Eu inclino-me para algo que Raul Rego, ao que recordo, disse: "O que Vossa Excelência disse não é novo. O que é novo é isso ter sido dito por Vossa Excelência".

Ninguém mais falou do "Portugal e o Futuro", depois do 25 de Abril? Claro que não. O programa do MFA, mesmo com todos os cuidados semânticos que Spínola lhe introduziu na Pontinha, era a-noite-e-o-dia face ao "Portugal e o Futuro". Por isso, porque a sua mensagem como manifesto para uma solução política está inapelavelmente datada, o livro morre nesse dia.

Sem querer entrar demasiado pela História contra-factual, gostava de terminar especulando um pouco. 

Imaginemos que, por uma qualquer razão, o livro de Spínola não tinha sido publicado até ao momento em que se dá a revolta militar dos capitães. 

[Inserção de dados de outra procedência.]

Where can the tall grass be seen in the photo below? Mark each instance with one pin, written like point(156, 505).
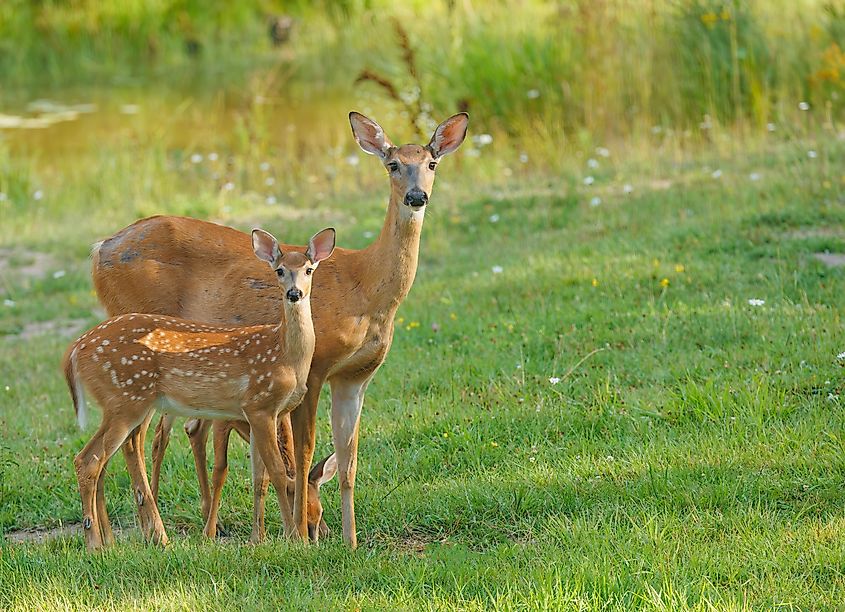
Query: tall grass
point(607, 67)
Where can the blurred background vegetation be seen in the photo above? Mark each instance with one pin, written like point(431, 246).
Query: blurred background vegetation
point(140, 101)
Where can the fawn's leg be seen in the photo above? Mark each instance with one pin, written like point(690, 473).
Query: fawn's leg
point(221, 431)
point(263, 439)
point(304, 421)
point(347, 401)
point(197, 430)
point(89, 464)
point(160, 441)
point(102, 514)
point(133, 451)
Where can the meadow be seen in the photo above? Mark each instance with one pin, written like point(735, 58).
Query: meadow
point(616, 383)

E, que, sem livro, portanto, sem a demissão dos dois chefes militares, sem ter havido golpe das Caldas, sem a cena da "brigada do reumático" e - muito importante ! - sem o destaque relativo de Spínola face a Costa Gomes (que o livro proporcionou), o movimento fazia o seu golpe.

Um parêntesis para um ponto muito importante que João Céu e Silva não deixa de destacar: sem o "Portugal e o Futuro" publicado, haveria um setor significativo das Forças Armadas que talvez se tivesse sentido menos motivado para aderir ao Movimento dos Capitães. É que o livro de Spínola, independentemente do seu conteúdo não muito radical sobre a política colonial, acabou legitimar interrogações sobre o fim da guerra. E muita gente, nas Forças Armadas, só aderiu ao golpe porque estava motivada pelo dissídio de Spínola.

Mas imaginemos que, sem o livro, nesse dia do golpe, Costa Gomes era CEMGFA e Spínola vice-CEMGFA, isto é, eram eles a cúpula do poder militar na data do golpe. Como reagiria essa hierarquia militar face ao golpe? 

Sempre se poderia dizer que, de toda a forma, o capitães teriam ido buscar esses dois generais. Mas, nesse caso, sem o "Portugal e o Futuro" a destacar Spínola face a Costa Gomes, sem a cena da entrega do poder no Carmo, seria Spínola a personalidade escolhida para titular o novo regime?

Posso estar enganado mas, sem o "Portugal e o Futuro", estou em crer que Costa Gomes teria sido, muito mais facilmente, a escolha do MFA para chefiar a Junta de Salvação Nacional, como era patente.

Sem o "Portugal e o Futuro", Spínola teria sido Presidente da Junta de Salvação Nacional e, depois, Presidente da República? Acho que não.

Mas a história não se faz de ses, pelo que tudo acabou por acontecer como aconteceu. E, para nos ajudar a compreender o que aconteceu, este livro ajuda-nos muito.